Intersects all splice junctions identified in an RNA-seq experiment with annotated splice junctions. Identifies and characterizes novel and existing splice junctions. Each BED6 file in $p_mapped is intersected with those transcript splice junction BED6 files in $p_annot, whose genomic location spans the query splice junction. This is to prevent the tool from intersecting each splice site found in the mapped RNA-seq data with all annotated transcripts. $mil specifies a maximum intron length.

The intersection operations are performed with bedtools intersect from the BEDtools suite). BED sorting operations are performed with bedtools sort.

Writes two BED6 files to $dest (optionally prefixed by $prefix), which contain novel and existing splice junctions, respectively.

ss_isCanonical($chr,$p5,$p3,$fo)

Checks whether a given splice junction is canonical, ie. whether the first and last two nucleotides of the enclosed intron correspond to a certain nucleotide motif. $chr is the chromosome name, $p5 and $p3 the 5' and 3' ends of the splice junction and $fo is a Bio::ViennaNGS::Fasta object holding the underlying reference genome

This routine does not explicitly consider standedness in the sense that splice junction motifs are evaluated in terms of the forward strand of the underlying reference sequence.

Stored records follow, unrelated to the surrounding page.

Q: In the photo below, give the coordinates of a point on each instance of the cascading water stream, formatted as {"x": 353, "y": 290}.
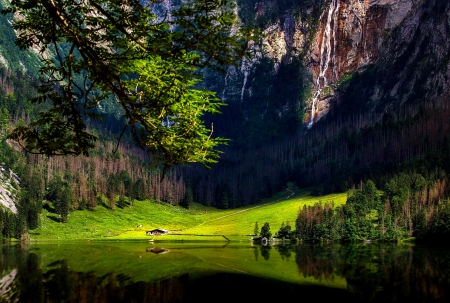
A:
{"x": 327, "y": 54}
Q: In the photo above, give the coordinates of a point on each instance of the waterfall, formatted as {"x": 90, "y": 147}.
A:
{"x": 327, "y": 53}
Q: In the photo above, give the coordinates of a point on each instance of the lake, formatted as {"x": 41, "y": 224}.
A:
{"x": 223, "y": 272}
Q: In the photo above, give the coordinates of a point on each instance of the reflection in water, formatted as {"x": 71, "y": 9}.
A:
{"x": 381, "y": 273}
{"x": 373, "y": 273}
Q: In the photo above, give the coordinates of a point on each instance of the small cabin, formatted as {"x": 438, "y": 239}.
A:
{"x": 157, "y": 232}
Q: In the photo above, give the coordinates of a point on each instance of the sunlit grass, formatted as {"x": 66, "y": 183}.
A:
{"x": 198, "y": 223}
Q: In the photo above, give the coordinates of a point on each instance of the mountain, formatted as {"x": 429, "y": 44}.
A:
{"x": 337, "y": 92}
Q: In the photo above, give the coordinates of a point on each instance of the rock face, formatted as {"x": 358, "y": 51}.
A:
{"x": 349, "y": 37}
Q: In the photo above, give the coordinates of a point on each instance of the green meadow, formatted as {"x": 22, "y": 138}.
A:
{"x": 198, "y": 223}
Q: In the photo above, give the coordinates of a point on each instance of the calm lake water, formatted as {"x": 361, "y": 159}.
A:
{"x": 220, "y": 272}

This is best explained by an example: Consider the splice junction motif GU->G on the reverse strand. In 5' to 3' direction of the forward strandm this junction reads CT->AC. A splice junction is canonical if its motif corresponds to one of the following cases:

  5'===]GT|CT....AG|AC[====3' ie GT->AG or CT->AC
  5'===]GC|CT....AG|GC[====3' ie GC->AG or CT->GC
  5'===]AT|GT....AC|AT[====3' ie AT->AC or GT->AT

DEPENDENCIES

This modules depends on the following Perl modules:

Bio::ViennaNGS
Bio::ViennaNGS::Fasta
IPC::Cmd
Path::Class
Carp

Bio::ViennaNGS::SpliceJunc uses third-party tools for computing intersections of BED files: bedtools intersect from the BEDtools suite is used to compute overlaps and bedtools sort is used to sort BED output files. Make sure that those third-party utilities are available on your system, and that hey can be found and executed by the perl interpreter. We recommend installing the latest version of BEDtools on your system.

SEE ALSO

Bio::ViennaNGS

AUTHOR

Michael T. Wolfinger <michael@wolfinger.eu>

COPYRIGHT AND LICENSE

Copyright (C) 2015-2017 Michael T. Wolfinger <michael@wolfinger.eu>

This library is free software; you can redistribute it and/or modify it under the same terms as Perl itself, either Perl version 5.10.0 or, at your option, any later version of Perl 5 you may have available.

This software is distributed in the hope that it will be useful, but WITHOUT ANY WARRANTY; without even the implied warranty of MERCHANTABILITY or FITNESS FOR A PARTICULAR PURPOSE. See the GNU General Public License for more details.